Trigger Warning: This article discusses burnout and psychosis
While it is evident to myself and my colleagues that Autistic people have a predisposition towards psychotic phenomenon, it seems to be a relatively new discovery to many of the mental health professionals I have talked to. Research that is non pathological in this area is sparse.
Despite this, acute psychosis and psychotic conditions seem to be emerging in the Autistic community (anecdotal, based on experiences of myself and colleagues). Some might suggest this is due to the increased stress that we have faced since 2020.
I feel at this point it is important to discuss a phenomenon I have been witness to in both myself and others. I refer to this as the Burnout-Psychosis Cycle.
To begin with, we will look at the infographic I recently posted to the social media page I run.
Once something places us into a state of burnout, Autistic minds seek to return to their natural state of monotropic attention tunnels. We hyperfocus.
We then get caught in an attention tunnel regarding something that is traumatic to think about, unable to shift our focus from that attention tunnel. This causes distress. Tanya Adkin refers to this as a monotropic spiral.
As we become dysregulated, our sensory experiences also become dysregulated. This is where we may start to have hallucinations, and experience emotional dysregulation such as paranoia or mania. This is the psychosis part of the cycle.
Unfortunately, psychosis leaves the person burnout, starting the cycle again.
In order to break this cycle, we need to ensure that the burntout person has the time and space to engage their attention tunnels within their special interests. Things that will bring them joy and recover their spoons.
It is possible to break the cycle through the treatment of the psychosis, but medication doesn’t generally help burnout.
More research is needed in this area as this is based on anecdotal evidence, rather than peer-reviewed research. Autistic people need to speak loudly about this where and when it is safe for them to do so.

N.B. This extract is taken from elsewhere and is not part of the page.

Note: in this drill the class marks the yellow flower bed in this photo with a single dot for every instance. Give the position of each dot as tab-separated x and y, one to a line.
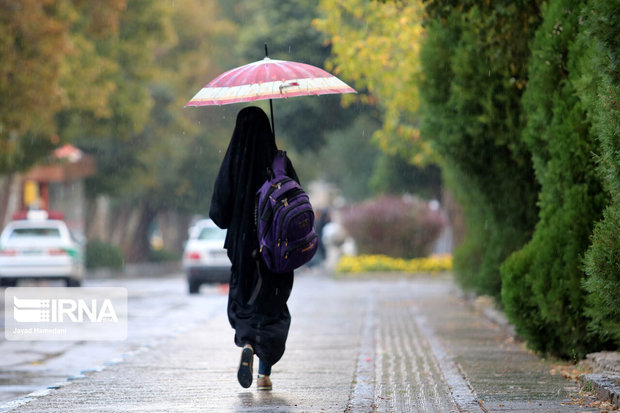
372	263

The ramifications of becoming psychotic can be serious. People experiencing psychosis may put themselves in danger, or rarely, endanger others. It may be necessary to detain the individual and have them admitted to an inpatient facility.
While these facilities have their place, it is not a positive experience for many Autistic people, and can add to the burden of trauma that led to the cycle starting in the first place.
When working with Autistic individuals, we need to be holistic in our approach and consider all the factors co tri using to burnout.
Until we do this, we will not be meeting their needs.
4 thoughts on “Autistic people and the burnout-psychosis cycle”
Food for thought…
Thank you for sharing.
This is very interesting, thank you for the post.
The trigger for my 2 psychotic episodes felt like the monotropic split described in the article by Tanya. The build up of that led to the burnout, and while I was in the midst of the psychosis it felt like the splitting had taken on a life of its own. Though in both cases there was also a monotropic spiral also going on that I was trying to ignore but kept leaking through to the surface.
Having an explanation for the scariest moments of my life is the biggest relief.
I would be curious to know if David has experienced psychosis since his autism diagnosis. For me I feel like more understanding of how my mind works and what it needs is helping my mental health massively.
Yes I have had two major episodes since.my diagnosis 6 years ago. Understanding and advocating for myself has been of great help.